Fortunately for the purposes of this special issue, recent weeks have afforded us some very fetching samples of the music of France.
Brand new is a pair of the greatest works of the two greatest Impressionists. I mean, of course, the solitary string quartets of Debussy and Ravel, magnificently performed on Columbia ML-5245 by the world’s finest string quartet, four Russians who call themselves Budapest. The same four played the same works on another Columbia LP eight years ago. The playing is the same, but the new reproduction is incomparably better than the old.
In the field of ballet, we get from Geneva via London (LL-1717/18) the first uncut recording of Delibes’s Coppélia. It occupies two discs of crystalline sound, in performance by Ernest Ansermet and the Orchestre de la Suisse Romande — and the portions restored to the usually truncated “suite" are just as enchanting as the parts we commonly hear. Delibes spurs no intellectual exercise, but here is a feast of grace and rhythm.

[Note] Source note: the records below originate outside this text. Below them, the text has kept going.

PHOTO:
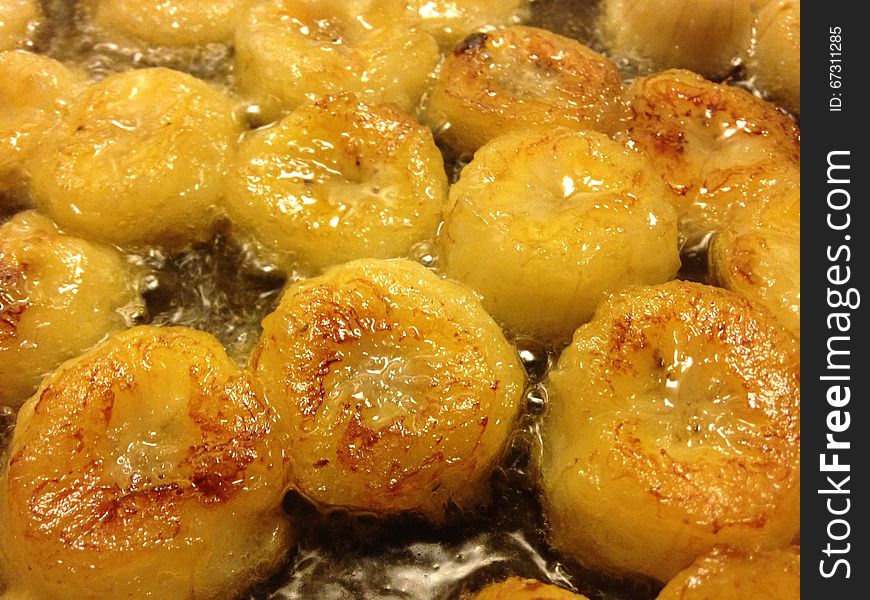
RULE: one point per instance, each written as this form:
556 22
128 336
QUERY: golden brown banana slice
59 295
705 36
138 159
147 468
517 588
508 80
716 146
400 390
166 22
291 51
451 21
757 254
337 180
727 574
673 426
19 20
775 59
545 224
34 91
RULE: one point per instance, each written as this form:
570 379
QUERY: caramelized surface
512 79
151 454
401 392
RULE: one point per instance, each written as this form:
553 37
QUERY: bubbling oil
222 287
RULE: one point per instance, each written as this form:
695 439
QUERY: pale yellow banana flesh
59 295
775 57
705 36
673 427
165 22
734 575
138 159
151 454
715 146
564 218
337 180
34 91
288 52
757 253
519 77
399 390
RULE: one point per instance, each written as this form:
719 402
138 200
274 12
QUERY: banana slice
545 224
147 468
337 180
775 59
138 159
715 145
517 588
19 20
705 36
400 390
673 426
166 22
34 91
59 295
726 574
451 21
291 51
508 80
757 254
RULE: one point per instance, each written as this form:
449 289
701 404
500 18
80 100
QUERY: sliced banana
544 224
59 295
716 146
337 180
19 20
34 91
401 392
517 588
166 22
508 80
451 21
673 426
291 51
147 468
705 36
757 253
727 574
775 59
138 159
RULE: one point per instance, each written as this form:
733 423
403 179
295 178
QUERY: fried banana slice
673 426
59 295
509 80
35 91
705 36
451 21
138 160
147 468
401 392
545 224
727 574
19 20
716 146
288 52
775 59
337 180
757 254
517 588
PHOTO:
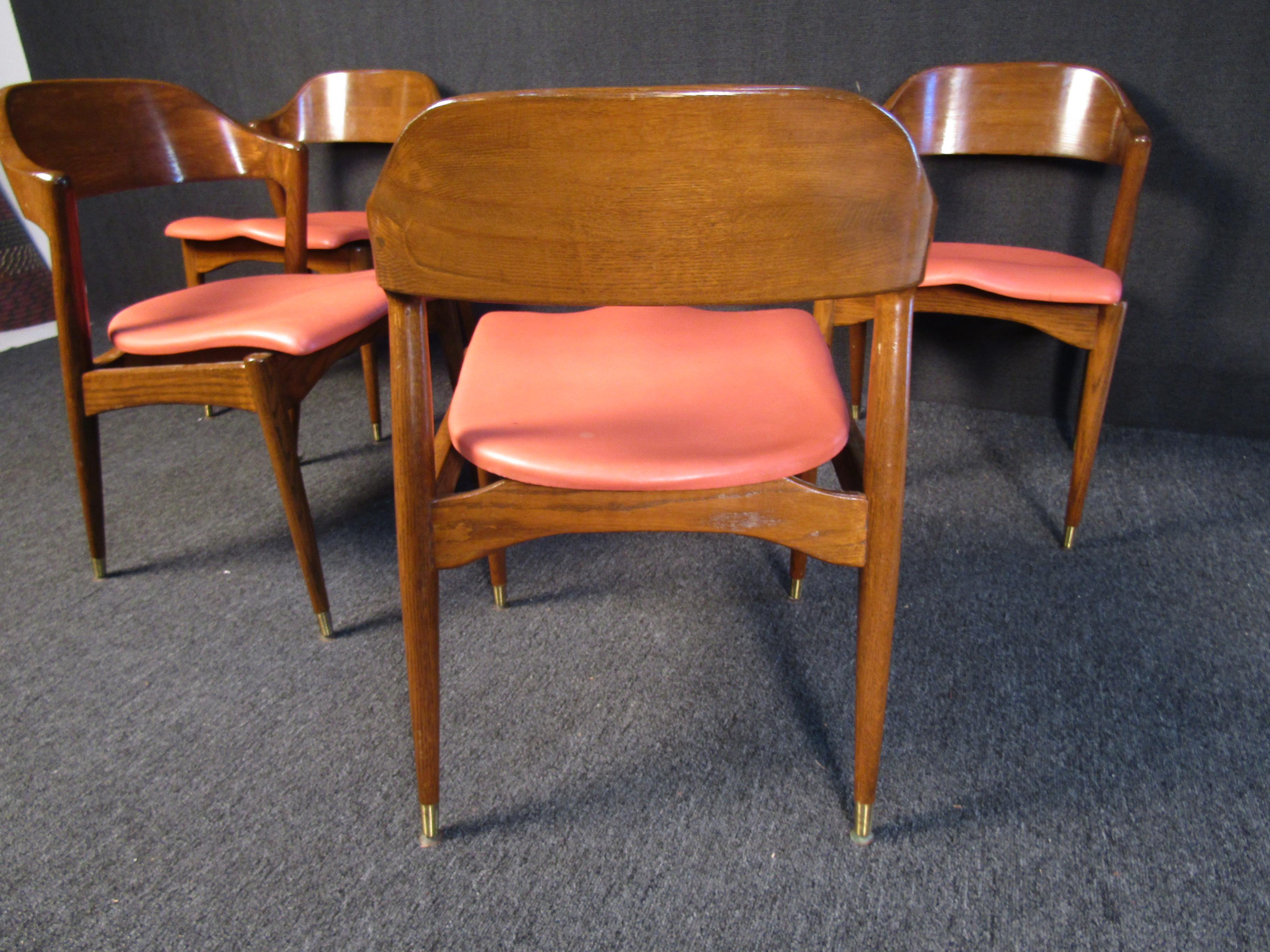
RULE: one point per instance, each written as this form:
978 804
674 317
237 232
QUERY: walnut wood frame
758 172
1030 110
60 144
350 106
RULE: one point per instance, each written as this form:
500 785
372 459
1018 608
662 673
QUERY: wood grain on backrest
355 106
652 196
1024 108
117 135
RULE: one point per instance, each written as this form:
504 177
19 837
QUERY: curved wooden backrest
714 196
353 106
65 140
1017 108
117 135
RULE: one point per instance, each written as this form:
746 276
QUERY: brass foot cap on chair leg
863 833
429 837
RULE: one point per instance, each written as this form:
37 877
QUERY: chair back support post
884 468
1132 174
1033 110
413 461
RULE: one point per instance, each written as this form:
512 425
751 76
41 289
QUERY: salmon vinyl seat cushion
1025 273
648 398
326 230
295 314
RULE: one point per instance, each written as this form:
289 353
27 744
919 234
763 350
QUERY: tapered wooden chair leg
1094 403
87 446
798 560
858 338
497 559
280 421
886 459
423 674
371 374
413 478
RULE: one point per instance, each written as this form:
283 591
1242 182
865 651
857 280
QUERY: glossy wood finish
823 523
1034 110
633 252
351 106
884 461
65 140
723 197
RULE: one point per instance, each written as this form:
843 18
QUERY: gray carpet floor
652 747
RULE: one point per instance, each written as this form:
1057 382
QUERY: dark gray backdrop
1197 347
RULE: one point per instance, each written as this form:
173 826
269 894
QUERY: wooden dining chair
351 106
1029 110
649 414
257 343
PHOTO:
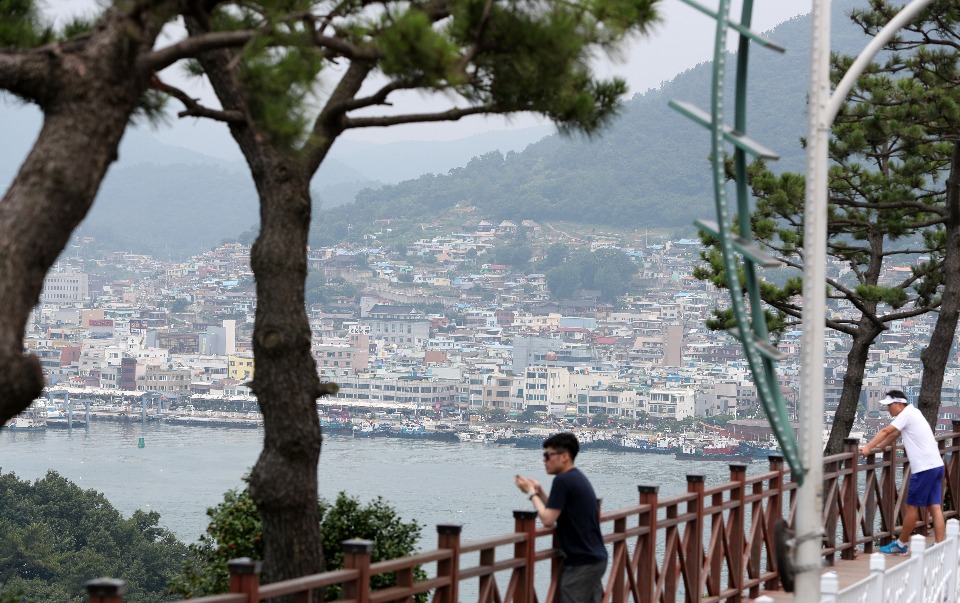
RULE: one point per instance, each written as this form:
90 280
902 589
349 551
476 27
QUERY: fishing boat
724 452
26 423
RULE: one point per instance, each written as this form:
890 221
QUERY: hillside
649 169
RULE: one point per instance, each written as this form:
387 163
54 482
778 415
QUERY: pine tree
348 60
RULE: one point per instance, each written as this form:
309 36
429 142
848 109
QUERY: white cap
891 399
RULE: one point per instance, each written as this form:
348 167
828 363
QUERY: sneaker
894 548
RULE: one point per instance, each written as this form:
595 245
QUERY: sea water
181 471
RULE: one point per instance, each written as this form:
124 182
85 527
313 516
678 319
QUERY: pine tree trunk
87 91
852 383
935 356
284 480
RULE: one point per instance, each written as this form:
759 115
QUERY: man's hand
528 485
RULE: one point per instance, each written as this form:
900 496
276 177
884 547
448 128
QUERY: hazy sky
682 40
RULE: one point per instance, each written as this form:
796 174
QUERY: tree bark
846 413
283 483
935 356
284 480
88 93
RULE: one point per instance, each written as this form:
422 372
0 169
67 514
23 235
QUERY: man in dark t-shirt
572 506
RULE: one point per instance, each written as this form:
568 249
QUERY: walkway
849 572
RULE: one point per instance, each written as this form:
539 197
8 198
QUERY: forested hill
649 168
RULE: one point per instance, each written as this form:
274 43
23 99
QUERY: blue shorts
926 488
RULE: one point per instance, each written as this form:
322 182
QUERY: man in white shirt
926 466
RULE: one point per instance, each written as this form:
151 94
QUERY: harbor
379 420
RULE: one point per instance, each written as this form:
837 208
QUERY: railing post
878 565
693 534
774 513
953 470
851 498
356 555
888 498
105 590
647 545
525 522
736 527
918 544
448 537
953 535
245 577
829 587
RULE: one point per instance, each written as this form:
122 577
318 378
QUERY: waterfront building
65 286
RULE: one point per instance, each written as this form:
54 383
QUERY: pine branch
193 108
392 120
194 45
27 74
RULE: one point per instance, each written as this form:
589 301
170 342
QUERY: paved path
848 571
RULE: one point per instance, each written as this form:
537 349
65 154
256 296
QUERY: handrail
706 545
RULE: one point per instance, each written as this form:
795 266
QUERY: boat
25 423
728 453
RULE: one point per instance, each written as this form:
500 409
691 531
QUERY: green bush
235 531
55 536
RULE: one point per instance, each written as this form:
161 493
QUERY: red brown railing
709 544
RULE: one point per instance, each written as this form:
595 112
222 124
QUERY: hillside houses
438 323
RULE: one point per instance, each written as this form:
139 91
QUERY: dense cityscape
436 325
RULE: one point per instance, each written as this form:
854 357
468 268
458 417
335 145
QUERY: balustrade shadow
709 544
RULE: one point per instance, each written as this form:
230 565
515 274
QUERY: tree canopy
235 530
891 150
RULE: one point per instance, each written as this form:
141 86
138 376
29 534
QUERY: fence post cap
105 587
357 545
918 544
449 528
829 583
244 566
953 528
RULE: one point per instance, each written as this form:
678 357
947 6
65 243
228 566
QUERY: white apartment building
672 403
65 288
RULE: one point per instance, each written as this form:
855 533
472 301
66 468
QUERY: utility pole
823 110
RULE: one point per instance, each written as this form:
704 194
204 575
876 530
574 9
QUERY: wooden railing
709 544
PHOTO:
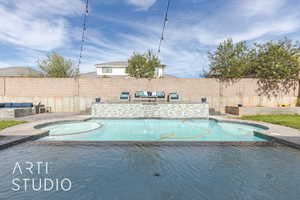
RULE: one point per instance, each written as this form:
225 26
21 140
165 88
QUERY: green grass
292 121
6 123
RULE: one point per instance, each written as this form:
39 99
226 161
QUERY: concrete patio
27 131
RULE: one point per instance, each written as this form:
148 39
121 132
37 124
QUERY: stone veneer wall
77 94
11 113
145 110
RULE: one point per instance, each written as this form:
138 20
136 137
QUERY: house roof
18 71
88 75
116 64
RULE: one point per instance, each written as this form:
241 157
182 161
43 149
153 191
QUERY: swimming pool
152 130
156 172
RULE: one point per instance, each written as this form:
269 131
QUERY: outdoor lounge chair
160 95
173 96
125 96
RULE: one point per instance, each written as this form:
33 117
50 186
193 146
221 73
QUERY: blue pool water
154 130
156 172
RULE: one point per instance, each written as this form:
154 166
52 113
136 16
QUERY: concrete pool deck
281 134
28 131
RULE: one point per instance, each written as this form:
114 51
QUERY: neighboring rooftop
88 75
117 64
18 72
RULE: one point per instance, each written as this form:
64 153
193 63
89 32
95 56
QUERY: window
106 70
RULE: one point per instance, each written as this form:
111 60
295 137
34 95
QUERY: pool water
155 130
157 172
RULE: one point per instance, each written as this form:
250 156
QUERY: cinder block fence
77 95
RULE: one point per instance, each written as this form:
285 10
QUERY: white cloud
259 7
142 4
39 27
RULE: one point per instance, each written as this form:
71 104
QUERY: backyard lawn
6 123
292 121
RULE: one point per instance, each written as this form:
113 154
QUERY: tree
229 61
142 65
274 64
56 65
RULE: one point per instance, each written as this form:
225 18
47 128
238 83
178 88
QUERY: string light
166 20
84 29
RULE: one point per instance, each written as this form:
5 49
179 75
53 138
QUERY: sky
30 29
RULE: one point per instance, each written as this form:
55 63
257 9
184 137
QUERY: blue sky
117 28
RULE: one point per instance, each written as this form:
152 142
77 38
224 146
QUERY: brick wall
73 95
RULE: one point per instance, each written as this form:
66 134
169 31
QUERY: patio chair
125 96
173 96
160 95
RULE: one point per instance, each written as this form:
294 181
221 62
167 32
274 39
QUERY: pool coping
273 133
30 131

RCA Camden, which is RCA Motor’s cut-rate affiliate, does its part with a $1.98 bargain bouquet called Music of France (CAL-385). What it really features is the genius of Pierre Monteux, conducting his beloved San Francisco Symphony Orchestra, which in the course of his tenure he made sound very much like a French ensemble. The music he plays (these are reprints, of course, but good ones) includes Milhaud’s symphonic suite Protée; the Sarabande from Debussy’s Pour le Piano, transcribed by Ravel; Berlioz’s version of the Rakoczky March; and two works of D’Indy. Altogether, a delightful potpourri.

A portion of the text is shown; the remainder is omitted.